I would choose safety first.

Jane’s Walk time again!

Last year, New Westminster resident, pedestrian, and rabble-rouser Mary Wilson brought Jane’s Walks to New Westminster, to great success.

This year, despite her continued reluctance to do all that Social Media stuff, she once again drew together a team of people to put on a variety of interesting walks.

As a summary, I will quote myself from last year plagiarizing the press release:

“Jane’s Walks are becoming a global event, held in hundreds of cities around the world on the first weekend in May. Around the world, neighbourhood groups organize free community walks to honour the memory of Jane Jacobs. 

Jane Jacobs is considered by many to be the Mother of modern Urbanism, in that she brought it to life, loved and supported it, and worked tirelessly to give it all the tools it needed to prosper. She rose to prominence for her activism to protect Greenwich Village from the Lower Manhattan Expressway proposal, and her ground-breaking book The Death and Life of Great American Cities. She moved to Toronto during the Vietnam War, and brought her Urban Activism with her, such that she received first Citizenship, then the Order of Canada. To put a local angle on her story, Jacobs is sometimes referred to a founder of Vancouverism for the influence her writings and research had on the development of the urban character of post-freeway Vancouver, built on the belief that density can be done without compromising liveability. 

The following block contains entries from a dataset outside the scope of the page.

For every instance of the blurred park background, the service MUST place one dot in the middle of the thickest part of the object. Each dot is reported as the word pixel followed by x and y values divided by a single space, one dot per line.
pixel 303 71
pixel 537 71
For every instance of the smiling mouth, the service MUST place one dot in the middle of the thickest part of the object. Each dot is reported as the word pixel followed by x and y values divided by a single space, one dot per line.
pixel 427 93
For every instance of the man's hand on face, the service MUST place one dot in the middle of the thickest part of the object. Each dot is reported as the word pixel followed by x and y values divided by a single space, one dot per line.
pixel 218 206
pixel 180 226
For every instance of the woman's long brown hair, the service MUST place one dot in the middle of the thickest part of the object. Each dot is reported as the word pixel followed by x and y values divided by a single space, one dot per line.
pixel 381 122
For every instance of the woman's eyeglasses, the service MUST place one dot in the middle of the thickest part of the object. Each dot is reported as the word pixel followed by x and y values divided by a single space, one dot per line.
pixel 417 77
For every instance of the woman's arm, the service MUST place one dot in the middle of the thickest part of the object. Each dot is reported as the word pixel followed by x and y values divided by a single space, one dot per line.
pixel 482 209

Jane’s Walks are meant to honour Jane, but also to honour her desire: that cities and urban areas become safe, diverse, and interesting places for people to live, work, and play. We honour this by drawing urban neighbours together to take a walk through their own city, not to get from A to B, but to have a ‘walking conversation’, meet neighbours, learn something new about their own backyard, and ultimately increase citizens’ connection to their urban home.”

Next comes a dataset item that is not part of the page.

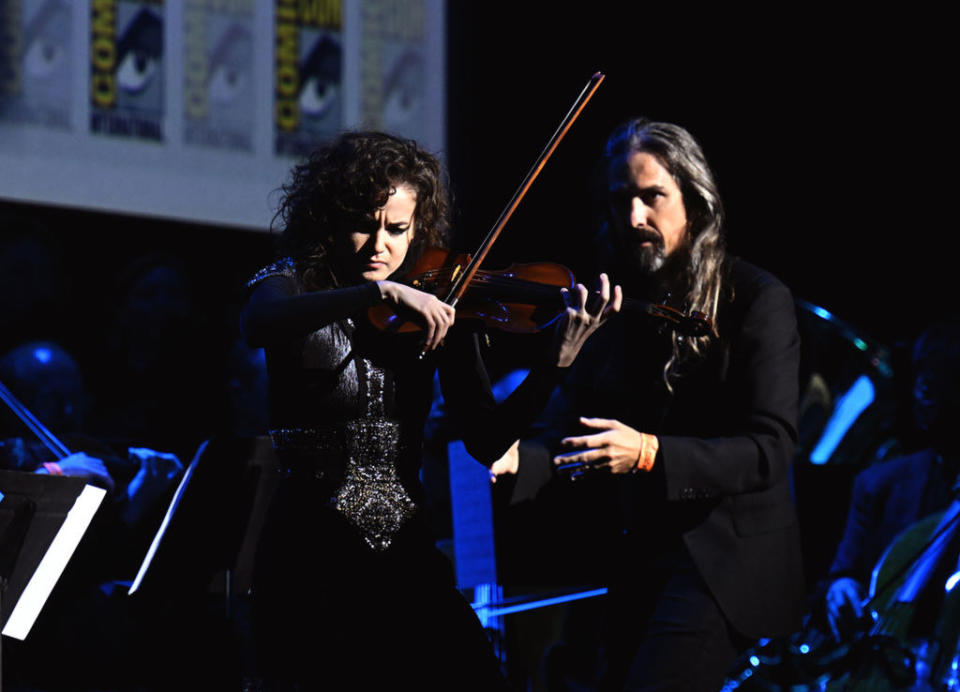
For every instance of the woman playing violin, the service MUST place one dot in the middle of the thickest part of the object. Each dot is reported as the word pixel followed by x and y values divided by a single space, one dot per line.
pixel 347 555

I hope to attend a few walks this weekend, but I want to highlight two:

On Saturday evening, I will be joining many of the NEXT New West crowd for a bit of fun, combining Jane’s Walk with the SkyTrain with a good old fashioned Pub Crawl. We will start in Sapperton and use our feet and the SkyTrain to make several stops in local food and drink establishments, at Sapperton, at both ends of Downtown, and then (in an interesting twist!) taking the Starlight Shuttle from 22nd Street Station to the Casino, where there will be live music, dancing, and general merriment.

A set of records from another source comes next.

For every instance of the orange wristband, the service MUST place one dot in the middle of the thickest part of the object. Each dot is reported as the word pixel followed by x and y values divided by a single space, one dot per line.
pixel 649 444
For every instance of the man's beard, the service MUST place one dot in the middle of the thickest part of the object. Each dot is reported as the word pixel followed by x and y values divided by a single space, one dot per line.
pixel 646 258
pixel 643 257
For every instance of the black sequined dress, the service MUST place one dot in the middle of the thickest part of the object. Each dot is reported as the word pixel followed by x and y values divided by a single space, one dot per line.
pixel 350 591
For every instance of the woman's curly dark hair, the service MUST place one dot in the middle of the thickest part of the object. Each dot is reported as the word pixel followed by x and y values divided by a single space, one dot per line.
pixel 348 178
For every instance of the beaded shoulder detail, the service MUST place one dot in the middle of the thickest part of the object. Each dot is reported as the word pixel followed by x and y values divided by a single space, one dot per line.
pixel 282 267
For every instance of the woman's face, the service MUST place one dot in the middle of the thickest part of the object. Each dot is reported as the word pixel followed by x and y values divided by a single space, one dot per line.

Sunday will have a different feel, as I am walking with members of the New Westminster Environmental Partners, Get On Board BC, and a few noted local historians, tracing the route of the old BC Electric streetcar line through Queens Park and Downtown. It seem unlikely to us now, but yes, electric trains used to travel along Third Avenue and such places, through the residential heart of our City. It was part of a system that connected Downtown Vancouver to Chilliwack and Steveston (proof exists in the few spots where the old rails still emerge from the asphalt). Along the way, we will talk about what was, what was lost, and what might be possible in the future, with our regional transportation system.

Should be fun! Rain or shine! Come and meet some neighbours and learn a bit about your City! Make Jane proud!

Oh, and if trains and pubs aren’t your thing, there are at least 10 other walks going on Friday, Saturday, and Sunday – you really should get the family out for at least to one! They are free, run by volunteers, and you never know what you might learn.